Search code examples
pandasplotlybar-charthistogramplotly-python

Why are the px.bar colors getting brighter/lighter when size of the data getting bigger?


I have a problem with plotly bar when using with 2 categorical columns , the graph is working but not clear as you can see . I changed colors but still the same .

Data sample :

Job                y

Housemaid          yes 
Admin.             No
Services           yes
Services           no

A very simple code but couldn't figure out the problem .

fig = px.bar(bank_data ,x="job", color="y")
fig.show()

here is what I get

plotly bar result

edit: it depends on the size of the data , for example when I use 1000 row ,that's what I get .

enter image description here

but when I use 2000 row , the color become lighter enter image description here

that's why it isn't clear at all when using all of the data.

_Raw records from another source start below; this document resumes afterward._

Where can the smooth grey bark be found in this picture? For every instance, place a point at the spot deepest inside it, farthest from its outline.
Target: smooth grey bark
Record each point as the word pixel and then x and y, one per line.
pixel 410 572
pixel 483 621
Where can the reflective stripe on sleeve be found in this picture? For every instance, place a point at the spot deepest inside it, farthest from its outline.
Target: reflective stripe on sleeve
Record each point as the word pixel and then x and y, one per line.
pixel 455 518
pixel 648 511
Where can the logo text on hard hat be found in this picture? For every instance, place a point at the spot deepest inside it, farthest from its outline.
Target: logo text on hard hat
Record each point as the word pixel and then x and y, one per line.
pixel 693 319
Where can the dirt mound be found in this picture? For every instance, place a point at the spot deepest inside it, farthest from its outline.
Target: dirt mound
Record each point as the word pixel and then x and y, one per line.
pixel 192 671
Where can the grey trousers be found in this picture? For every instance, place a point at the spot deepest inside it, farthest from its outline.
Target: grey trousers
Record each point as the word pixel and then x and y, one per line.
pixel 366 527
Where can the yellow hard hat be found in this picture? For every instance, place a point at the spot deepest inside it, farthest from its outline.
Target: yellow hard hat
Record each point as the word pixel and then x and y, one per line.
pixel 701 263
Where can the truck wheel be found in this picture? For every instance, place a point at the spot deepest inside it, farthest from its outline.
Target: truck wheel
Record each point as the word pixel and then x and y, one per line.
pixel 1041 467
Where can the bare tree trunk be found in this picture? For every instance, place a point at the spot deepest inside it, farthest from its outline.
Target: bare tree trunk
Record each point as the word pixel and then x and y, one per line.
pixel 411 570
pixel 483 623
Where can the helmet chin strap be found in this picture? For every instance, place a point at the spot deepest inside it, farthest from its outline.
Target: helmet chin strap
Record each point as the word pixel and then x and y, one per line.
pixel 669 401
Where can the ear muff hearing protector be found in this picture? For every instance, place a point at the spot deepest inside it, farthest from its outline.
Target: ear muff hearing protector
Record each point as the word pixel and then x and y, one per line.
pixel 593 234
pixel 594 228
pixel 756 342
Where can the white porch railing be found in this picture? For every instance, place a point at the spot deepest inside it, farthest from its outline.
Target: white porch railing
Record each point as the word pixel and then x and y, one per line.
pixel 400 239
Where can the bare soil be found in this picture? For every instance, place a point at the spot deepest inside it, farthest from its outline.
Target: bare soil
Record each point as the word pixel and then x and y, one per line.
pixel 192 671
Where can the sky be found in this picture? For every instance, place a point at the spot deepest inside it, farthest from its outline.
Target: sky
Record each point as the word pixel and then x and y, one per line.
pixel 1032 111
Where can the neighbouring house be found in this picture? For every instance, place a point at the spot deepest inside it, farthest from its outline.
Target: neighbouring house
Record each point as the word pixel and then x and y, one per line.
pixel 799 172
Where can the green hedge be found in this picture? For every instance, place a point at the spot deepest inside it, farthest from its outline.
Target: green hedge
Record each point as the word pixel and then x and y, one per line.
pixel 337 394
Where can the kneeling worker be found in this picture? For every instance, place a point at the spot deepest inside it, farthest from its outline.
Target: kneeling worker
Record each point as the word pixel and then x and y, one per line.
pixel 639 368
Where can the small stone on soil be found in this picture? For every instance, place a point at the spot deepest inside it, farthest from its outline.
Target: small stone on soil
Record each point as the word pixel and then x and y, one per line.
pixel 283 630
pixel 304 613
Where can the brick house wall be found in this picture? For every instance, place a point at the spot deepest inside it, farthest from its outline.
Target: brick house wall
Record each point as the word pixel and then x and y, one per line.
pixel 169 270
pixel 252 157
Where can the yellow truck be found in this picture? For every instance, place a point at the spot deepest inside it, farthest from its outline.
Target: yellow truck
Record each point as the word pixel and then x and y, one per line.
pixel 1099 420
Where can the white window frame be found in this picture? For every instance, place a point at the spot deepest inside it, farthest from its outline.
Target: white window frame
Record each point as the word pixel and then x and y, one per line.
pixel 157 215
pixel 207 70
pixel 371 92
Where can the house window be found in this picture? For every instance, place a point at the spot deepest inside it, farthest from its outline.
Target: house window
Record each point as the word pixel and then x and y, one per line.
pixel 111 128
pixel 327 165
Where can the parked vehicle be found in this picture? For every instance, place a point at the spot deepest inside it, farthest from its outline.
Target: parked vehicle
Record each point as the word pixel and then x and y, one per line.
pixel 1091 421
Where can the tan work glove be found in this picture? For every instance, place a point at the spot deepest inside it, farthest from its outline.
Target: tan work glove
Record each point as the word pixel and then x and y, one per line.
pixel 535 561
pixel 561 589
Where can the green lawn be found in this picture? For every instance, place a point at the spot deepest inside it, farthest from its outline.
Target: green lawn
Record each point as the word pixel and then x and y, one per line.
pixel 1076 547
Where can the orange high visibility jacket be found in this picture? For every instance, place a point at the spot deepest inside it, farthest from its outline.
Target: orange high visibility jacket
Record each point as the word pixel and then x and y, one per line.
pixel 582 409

used data : https://www.kaggle.com/datasets/volodymyrgavrysh/bank-marketing-campaigns-dataset

Edit: solved by adding another column "count", then groupby "job" :

bank_data["count"]=1
bank_data=bank_data.groupby(["job","y"],as_index=False).sum()
fig=px.bar(bank_data,x="job",y="count",color="y",barmode='group')
fig.show()

The result is that: enter image description here


Solution

  • Your problem is to count number of yes and no for each job, therefore you can use px.histogram with barmode='group'for this task rather than creating new column in your dataframe as follows:

    import plotly.express as px
    import pandas as pd 
    
    df = pd.read_csv('bank-additional-full.csv',sep=';')
    
    fig = px.histogram(df ,x="job", color="y",barmode='group')
    fig.show()
    

    enter image description here

    Your problem is mentioned here and it is proposed to use hisogram rather than the bar.